Nohmen and Kokoro drive along narrow Kyoto streets packed with singular dwellings, for there have been few building regulations until recent years when Japan has become more and more prosperous. Some of the rickety structures and dilapidated older houses have been removed, and instead light, smart earthquake-proofed houses build in their place in a trice.
The hushed bicycle is the most favoured form of transport for local people, their riders fearless and determined to take the shortest route to their destination, which often means traveling the wrong way on one-way streets.
She answers, ‘Etto……Yes, perhaps. When I was child, I very quiet. I happy to be alone. Near my house, there was Christian church, kyokai. Every Sunday I enjoy going to ceremony, to sing a song. Then afternoon, school for children. What you call it English?’
‘Yes, it real pleasure. So peaceful, and people so kind to me. We read Bible and monk explain us story. Different story each week,’ she says.
‘Japanese not know religion, Nohmen-san. Not like you. We have no training. Most parents not know, too. There, kind and pure teachers help me understand good way to live, to be honest and sincere. I never forget. I so happy to understand human life better. I never feel alone when I there, and every time when I leave I feel happy because Jesus with me.’ She taps the pocket in her warm red jacket. ‘Jesus in my pocket they tell me. And I believe it.’
She smiles, and Nohmen is so touched by the image of this solitary archipelago child being able to listen to the teachings of a great master. It is well-known that Japanese of the twentieth century were often prohibited from practising religion, and that Christian missionaries were martyred in early times.
Buddhism for many hundreds of years, was exclusively for the noble and rich, not for lowly people. And sadly, its ethical and moral strong points were thought to have little connection with education, unlike the strong points of Christian morals in Christian countries. Buddhism was something separate from ordinary life, something of the mountains and the glamour of comparatively highly civilized China, which often barely touched the lives of lay people.

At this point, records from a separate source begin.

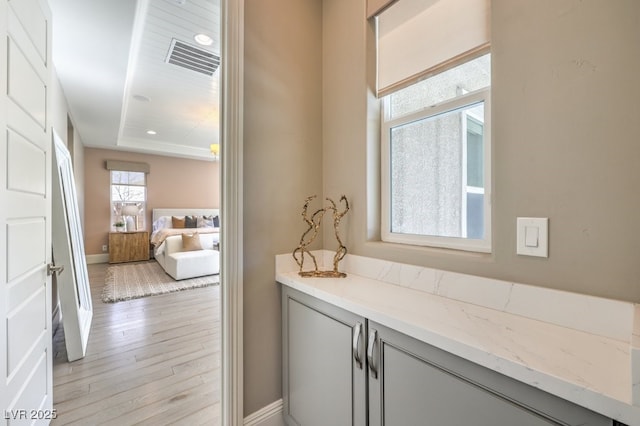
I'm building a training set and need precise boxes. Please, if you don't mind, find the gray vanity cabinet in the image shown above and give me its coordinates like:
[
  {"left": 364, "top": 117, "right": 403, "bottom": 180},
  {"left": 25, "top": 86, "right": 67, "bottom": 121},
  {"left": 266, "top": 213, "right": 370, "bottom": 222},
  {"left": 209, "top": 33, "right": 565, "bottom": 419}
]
[
  {"left": 282, "top": 286, "right": 367, "bottom": 426},
  {"left": 367, "top": 321, "right": 612, "bottom": 426},
  {"left": 282, "top": 286, "right": 613, "bottom": 426}
]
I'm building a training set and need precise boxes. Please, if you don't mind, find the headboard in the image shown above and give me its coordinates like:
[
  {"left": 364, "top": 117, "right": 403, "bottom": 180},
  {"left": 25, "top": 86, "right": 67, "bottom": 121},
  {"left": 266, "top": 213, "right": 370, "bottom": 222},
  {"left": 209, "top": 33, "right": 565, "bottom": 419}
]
[{"left": 151, "top": 209, "right": 220, "bottom": 223}]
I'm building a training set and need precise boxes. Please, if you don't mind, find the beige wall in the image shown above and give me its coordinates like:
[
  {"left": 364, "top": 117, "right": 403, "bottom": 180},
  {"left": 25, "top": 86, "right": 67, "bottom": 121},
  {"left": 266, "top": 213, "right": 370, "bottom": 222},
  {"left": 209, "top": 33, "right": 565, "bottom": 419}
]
[
  {"left": 244, "top": 0, "right": 640, "bottom": 414},
  {"left": 84, "top": 148, "right": 220, "bottom": 255},
  {"left": 243, "top": 0, "right": 322, "bottom": 414},
  {"left": 323, "top": 0, "right": 640, "bottom": 302}
]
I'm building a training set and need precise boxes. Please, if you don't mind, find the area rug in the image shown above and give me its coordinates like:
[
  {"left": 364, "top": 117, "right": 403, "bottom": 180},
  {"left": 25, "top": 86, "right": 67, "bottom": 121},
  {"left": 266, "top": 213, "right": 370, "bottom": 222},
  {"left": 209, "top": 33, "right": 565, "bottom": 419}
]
[{"left": 102, "top": 262, "right": 220, "bottom": 303}]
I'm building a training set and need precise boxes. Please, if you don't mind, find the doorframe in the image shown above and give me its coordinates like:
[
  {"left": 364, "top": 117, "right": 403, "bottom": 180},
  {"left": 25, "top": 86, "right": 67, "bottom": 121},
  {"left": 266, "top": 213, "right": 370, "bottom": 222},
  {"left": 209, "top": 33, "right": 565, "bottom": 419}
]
[{"left": 220, "top": 0, "right": 244, "bottom": 426}]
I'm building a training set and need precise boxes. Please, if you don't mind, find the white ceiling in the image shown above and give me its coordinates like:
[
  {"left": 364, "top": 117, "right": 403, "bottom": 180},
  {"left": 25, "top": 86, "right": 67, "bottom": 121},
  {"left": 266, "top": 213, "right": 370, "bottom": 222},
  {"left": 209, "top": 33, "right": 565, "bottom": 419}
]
[{"left": 49, "top": 0, "right": 220, "bottom": 160}]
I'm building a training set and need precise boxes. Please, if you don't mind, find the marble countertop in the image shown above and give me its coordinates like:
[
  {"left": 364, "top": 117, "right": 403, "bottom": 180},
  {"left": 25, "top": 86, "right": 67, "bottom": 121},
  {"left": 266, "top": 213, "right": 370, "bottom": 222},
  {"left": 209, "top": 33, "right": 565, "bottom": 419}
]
[{"left": 276, "top": 253, "right": 640, "bottom": 425}]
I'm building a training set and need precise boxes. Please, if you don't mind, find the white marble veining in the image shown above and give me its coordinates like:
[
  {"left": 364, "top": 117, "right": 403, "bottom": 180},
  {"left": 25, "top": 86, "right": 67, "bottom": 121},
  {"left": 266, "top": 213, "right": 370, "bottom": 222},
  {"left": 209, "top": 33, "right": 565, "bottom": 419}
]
[{"left": 276, "top": 251, "right": 640, "bottom": 425}]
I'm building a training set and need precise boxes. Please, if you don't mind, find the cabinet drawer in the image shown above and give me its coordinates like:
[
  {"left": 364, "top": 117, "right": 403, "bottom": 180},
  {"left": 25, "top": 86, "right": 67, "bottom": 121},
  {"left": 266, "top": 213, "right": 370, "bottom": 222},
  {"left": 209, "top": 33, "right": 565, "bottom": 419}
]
[{"left": 109, "top": 231, "right": 149, "bottom": 263}]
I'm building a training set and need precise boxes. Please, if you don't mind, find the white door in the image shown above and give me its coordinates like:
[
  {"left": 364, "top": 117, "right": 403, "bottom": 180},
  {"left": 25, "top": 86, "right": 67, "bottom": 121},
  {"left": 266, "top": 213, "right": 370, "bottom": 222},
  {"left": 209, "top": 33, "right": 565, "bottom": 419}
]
[
  {"left": 0, "top": 0, "right": 53, "bottom": 425},
  {"left": 51, "top": 130, "right": 93, "bottom": 361}
]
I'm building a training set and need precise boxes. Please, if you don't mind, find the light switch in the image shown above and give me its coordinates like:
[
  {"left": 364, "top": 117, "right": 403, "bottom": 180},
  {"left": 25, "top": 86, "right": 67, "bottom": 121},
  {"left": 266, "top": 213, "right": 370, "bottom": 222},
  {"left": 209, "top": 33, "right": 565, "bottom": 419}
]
[
  {"left": 516, "top": 217, "right": 549, "bottom": 257},
  {"left": 524, "top": 226, "right": 538, "bottom": 247}
]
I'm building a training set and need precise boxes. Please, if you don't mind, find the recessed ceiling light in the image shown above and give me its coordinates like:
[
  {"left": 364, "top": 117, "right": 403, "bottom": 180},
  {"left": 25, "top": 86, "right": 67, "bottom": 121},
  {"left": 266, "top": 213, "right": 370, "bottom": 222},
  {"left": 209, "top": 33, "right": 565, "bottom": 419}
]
[{"left": 193, "top": 34, "right": 213, "bottom": 46}]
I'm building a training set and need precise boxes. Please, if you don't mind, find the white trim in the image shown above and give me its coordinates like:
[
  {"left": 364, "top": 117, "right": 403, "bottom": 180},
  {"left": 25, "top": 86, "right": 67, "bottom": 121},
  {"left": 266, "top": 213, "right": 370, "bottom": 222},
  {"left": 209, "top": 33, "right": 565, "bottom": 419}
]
[
  {"left": 86, "top": 253, "right": 109, "bottom": 265},
  {"left": 220, "top": 0, "right": 244, "bottom": 426},
  {"left": 244, "top": 399, "right": 285, "bottom": 426}
]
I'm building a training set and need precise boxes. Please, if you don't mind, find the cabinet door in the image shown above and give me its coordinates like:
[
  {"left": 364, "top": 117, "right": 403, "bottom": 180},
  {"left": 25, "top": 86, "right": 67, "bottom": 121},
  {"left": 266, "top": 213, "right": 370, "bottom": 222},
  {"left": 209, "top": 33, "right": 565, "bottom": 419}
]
[
  {"left": 367, "top": 322, "right": 611, "bottom": 426},
  {"left": 282, "top": 286, "right": 367, "bottom": 426}
]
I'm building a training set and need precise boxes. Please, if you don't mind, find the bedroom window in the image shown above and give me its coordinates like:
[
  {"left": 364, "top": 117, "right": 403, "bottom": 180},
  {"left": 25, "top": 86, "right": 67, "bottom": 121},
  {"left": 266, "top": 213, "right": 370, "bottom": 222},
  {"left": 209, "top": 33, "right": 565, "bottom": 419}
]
[{"left": 111, "top": 170, "right": 147, "bottom": 231}]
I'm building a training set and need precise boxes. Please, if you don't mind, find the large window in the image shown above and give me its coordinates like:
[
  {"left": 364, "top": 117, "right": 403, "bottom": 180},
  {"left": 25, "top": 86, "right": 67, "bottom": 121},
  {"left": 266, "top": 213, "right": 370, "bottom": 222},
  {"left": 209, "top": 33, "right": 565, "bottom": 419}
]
[
  {"left": 381, "top": 54, "right": 491, "bottom": 252},
  {"left": 110, "top": 170, "right": 147, "bottom": 231}
]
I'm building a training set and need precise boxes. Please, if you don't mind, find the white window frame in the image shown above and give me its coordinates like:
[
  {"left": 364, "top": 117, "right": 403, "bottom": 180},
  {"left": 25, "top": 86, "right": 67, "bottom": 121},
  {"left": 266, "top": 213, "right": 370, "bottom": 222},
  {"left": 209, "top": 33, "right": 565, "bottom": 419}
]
[
  {"left": 109, "top": 169, "right": 148, "bottom": 231},
  {"left": 380, "top": 86, "right": 492, "bottom": 253}
]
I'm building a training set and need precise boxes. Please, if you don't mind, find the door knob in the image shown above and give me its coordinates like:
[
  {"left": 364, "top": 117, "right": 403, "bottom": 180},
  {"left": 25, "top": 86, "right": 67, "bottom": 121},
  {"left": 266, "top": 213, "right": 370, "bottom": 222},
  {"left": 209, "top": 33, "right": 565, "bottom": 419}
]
[{"left": 47, "top": 263, "right": 64, "bottom": 275}]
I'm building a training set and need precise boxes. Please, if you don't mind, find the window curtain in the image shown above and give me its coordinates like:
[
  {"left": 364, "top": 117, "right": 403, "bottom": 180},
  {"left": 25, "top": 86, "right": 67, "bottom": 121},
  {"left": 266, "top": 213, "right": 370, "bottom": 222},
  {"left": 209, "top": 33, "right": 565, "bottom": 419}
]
[{"left": 376, "top": 0, "right": 491, "bottom": 96}]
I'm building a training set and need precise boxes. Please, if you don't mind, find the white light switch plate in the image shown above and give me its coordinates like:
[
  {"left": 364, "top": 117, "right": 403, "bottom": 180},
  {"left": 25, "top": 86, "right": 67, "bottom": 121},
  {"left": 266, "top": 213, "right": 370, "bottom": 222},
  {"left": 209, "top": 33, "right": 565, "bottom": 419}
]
[{"left": 517, "top": 217, "right": 549, "bottom": 257}]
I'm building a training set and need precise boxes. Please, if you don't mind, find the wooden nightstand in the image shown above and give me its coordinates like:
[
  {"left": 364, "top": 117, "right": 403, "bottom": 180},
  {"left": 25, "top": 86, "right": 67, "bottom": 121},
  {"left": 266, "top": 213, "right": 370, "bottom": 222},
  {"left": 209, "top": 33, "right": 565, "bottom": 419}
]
[{"left": 109, "top": 231, "right": 149, "bottom": 263}]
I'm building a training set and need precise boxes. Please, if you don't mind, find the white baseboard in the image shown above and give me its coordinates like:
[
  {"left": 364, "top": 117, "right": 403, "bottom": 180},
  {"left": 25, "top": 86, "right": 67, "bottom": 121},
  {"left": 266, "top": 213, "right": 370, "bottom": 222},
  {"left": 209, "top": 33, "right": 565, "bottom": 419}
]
[
  {"left": 244, "top": 399, "right": 285, "bottom": 426},
  {"left": 86, "top": 253, "right": 109, "bottom": 265}
]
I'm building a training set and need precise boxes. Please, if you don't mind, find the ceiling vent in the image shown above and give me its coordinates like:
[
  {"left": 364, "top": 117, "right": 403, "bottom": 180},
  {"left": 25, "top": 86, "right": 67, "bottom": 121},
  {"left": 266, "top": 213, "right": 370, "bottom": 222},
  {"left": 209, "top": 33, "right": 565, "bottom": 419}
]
[{"left": 166, "top": 38, "right": 220, "bottom": 76}]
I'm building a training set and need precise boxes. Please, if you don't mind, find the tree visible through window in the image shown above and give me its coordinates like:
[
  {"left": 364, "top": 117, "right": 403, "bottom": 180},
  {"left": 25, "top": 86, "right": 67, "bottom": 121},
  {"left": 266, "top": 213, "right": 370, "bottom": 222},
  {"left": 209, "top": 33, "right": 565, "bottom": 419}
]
[{"left": 111, "top": 170, "right": 147, "bottom": 230}]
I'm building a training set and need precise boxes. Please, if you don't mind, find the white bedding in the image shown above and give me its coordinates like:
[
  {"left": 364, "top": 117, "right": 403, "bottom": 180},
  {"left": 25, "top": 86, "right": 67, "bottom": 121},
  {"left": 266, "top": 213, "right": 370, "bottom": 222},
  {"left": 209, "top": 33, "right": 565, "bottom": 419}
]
[{"left": 150, "top": 209, "right": 220, "bottom": 254}]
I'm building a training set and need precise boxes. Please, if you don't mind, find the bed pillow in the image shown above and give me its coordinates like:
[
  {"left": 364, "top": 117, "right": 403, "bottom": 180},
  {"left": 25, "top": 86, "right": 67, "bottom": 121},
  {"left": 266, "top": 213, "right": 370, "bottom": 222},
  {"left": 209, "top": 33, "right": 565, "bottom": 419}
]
[
  {"left": 182, "top": 232, "right": 202, "bottom": 251},
  {"left": 184, "top": 216, "right": 198, "bottom": 228},
  {"left": 171, "top": 216, "right": 184, "bottom": 229},
  {"left": 198, "top": 216, "right": 213, "bottom": 228},
  {"left": 153, "top": 216, "right": 171, "bottom": 232}
]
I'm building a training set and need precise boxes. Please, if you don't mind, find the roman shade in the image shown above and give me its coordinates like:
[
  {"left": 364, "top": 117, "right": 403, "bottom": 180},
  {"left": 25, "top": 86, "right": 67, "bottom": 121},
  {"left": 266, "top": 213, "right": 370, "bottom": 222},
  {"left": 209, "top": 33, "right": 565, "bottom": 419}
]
[
  {"left": 370, "top": 0, "right": 491, "bottom": 96},
  {"left": 105, "top": 160, "right": 150, "bottom": 173}
]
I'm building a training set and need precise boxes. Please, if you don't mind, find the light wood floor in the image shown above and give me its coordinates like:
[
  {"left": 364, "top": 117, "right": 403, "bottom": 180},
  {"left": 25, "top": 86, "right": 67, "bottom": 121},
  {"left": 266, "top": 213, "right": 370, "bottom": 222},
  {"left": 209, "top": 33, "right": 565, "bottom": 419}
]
[{"left": 51, "top": 264, "right": 221, "bottom": 426}]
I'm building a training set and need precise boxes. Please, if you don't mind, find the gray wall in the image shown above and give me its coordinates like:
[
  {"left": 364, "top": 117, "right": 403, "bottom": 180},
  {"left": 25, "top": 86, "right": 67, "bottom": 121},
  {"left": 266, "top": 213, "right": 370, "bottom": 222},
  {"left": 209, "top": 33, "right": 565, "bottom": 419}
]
[
  {"left": 244, "top": 0, "right": 640, "bottom": 414},
  {"left": 244, "top": 0, "right": 322, "bottom": 415}
]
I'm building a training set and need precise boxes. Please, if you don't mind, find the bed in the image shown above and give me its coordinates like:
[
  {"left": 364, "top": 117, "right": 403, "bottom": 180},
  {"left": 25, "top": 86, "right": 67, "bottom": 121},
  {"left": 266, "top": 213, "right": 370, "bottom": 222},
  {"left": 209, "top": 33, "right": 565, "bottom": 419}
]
[{"left": 150, "top": 209, "right": 220, "bottom": 256}]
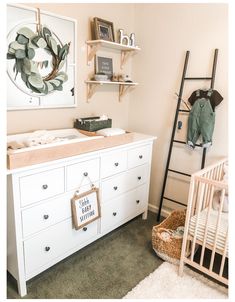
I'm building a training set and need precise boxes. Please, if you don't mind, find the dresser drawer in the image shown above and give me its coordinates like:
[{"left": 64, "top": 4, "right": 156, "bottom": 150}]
[
  {"left": 20, "top": 168, "right": 64, "bottom": 207},
  {"left": 101, "top": 185, "right": 148, "bottom": 232},
  {"left": 67, "top": 158, "right": 99, "bottom": 191},
  {"left": 128, "top": 145, "right": 151, "bottom": 169},
  {"left": 21, "top": 183, "right": 98, "bottom": 237},
  {"left": 101, "top": 151, "right": 127, "bottom": 178},
  {"left": 101, "top": 165, "right": 147, "bottom": 202},
  {"left": 24, "top": 219, "right": 98, "bottom": 276}
]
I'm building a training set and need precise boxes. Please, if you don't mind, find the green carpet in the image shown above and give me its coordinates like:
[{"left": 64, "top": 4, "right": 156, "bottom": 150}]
[{"left": 7, "top": 212, "right": 162, "bottom": 299}]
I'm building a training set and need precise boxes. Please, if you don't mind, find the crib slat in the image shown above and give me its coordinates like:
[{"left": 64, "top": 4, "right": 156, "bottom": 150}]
[
  {"left": 200, "top": 186, "right": 214, "bottom": 265},
  {"left": 179, "top": 176, "right": 197, "bottom": 276},
  {"left": 191, "top": 183, "right": 205, "bottom": 261},
  {"left": 202, "top": 172, "right": 210, "bottom": 209},
  {"left": 191, "top": 179, "right": 199, "bottom": 218},
  {"left": 209, "top": 189, "right": 225, "bottom": 271},
  {"left": 219, "top": 230, "right": 228, "bottom": 276}
]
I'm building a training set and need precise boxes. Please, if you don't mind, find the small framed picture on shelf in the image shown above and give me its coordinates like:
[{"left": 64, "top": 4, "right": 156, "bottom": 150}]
[
  {"left": 95, "top": 56, "right": 113, "bottom": 81},
  {"left": 94, "top": 17, "right": 115, "bottom": 42}
]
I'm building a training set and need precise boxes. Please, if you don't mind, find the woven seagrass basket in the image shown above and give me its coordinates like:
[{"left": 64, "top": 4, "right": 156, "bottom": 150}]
[{"left": 152, "top": 210, "right": 186, "bottom": 263}]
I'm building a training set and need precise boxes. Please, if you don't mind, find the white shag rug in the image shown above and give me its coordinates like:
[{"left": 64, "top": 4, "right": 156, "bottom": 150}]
[{"left": 123, "top": 262, "right": 228, "bottom": 299}]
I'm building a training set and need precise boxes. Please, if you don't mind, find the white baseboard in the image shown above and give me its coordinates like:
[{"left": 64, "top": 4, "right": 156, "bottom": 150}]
[{"left": 148, "top": 203, "right": 171, "bottom": 217}]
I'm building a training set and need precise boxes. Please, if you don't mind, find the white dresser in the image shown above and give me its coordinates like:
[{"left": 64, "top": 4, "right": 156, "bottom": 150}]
[{"left": 7, "top": 136, "right": 154, "bottom": 296}]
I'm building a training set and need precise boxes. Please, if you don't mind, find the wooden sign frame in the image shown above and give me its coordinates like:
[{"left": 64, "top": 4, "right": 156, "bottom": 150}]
[{"left": 71, "top": 187, "right": 100, "bottom": 230}]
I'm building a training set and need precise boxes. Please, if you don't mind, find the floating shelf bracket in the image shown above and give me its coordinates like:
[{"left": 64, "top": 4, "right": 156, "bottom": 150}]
[
  {"left": 121, "top": 50, "right": 135, "bottom": 69},
  {"left": 119, "top": 85, "right": 135, "bottom": 102},
  {"left": 87, "top": 43, "right": 101, "bottom": 65},
  {"left": 87, "top": 83, "right": 99, "bottom": 102}
]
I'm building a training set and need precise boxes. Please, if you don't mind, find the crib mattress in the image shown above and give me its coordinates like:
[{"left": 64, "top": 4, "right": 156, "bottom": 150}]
[{"left": 189, "top": 208, "right": 228, "bottom": 255}]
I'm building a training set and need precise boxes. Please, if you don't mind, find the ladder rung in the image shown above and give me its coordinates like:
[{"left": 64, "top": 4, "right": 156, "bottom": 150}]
[
  {"left": 168, "top": 169, "right": 191, "bottom": 177},
  {"left": 163, "top": 196, "right": 187, "bottom": 207},
  {"left": 179, "top": 109, "right": 190, "bottom": 112},
  {"left": 184, "top": 77, "right": 212, "bottom": 80},
  {"left": 173, "top": 139, "right": 202, "bottom": 147}
]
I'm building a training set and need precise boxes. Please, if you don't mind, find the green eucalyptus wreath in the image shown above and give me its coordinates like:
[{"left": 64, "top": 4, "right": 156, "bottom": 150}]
[{"left": 7, "top": 26, "right": 70, "bottom": 95}]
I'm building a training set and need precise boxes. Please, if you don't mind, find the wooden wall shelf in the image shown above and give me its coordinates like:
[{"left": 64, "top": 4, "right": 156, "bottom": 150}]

Kokoro’s moving story reminds Nohmen so much of his encounter with the sea turtle which brought him to Buddhism. It would seem that despite their birth in countries separated by space and time, despite their dramatically different cultures, they were both summoned by unlikely sources and were duly able to hear the truth, and to accept a need for remarkable spiritual teachers.
‘Ah! This is amazing Kokoro. Our lives converged even when we were children. It was all part of a bigger plan.’ Nohmen has never been so sure before that she is his soul mate.
‘Destiny, my love,’ he says, gently correcting her pronunciation. Kokoro goes on.
‘Later, when I maybe same age as you when you start university, I find Buddha, and our Masters. Then I become more happy to have Buddha in pocket and heart as well!’
‘Hmmm, you are lucky girl. Jesus and Buddha both in your pocket,’ he quips.
They happily weave their way through the maze of streets and up on to the main expressway to their beautiful temple sanctuary in the mountains. They are together and a part of all things in the vast Universe.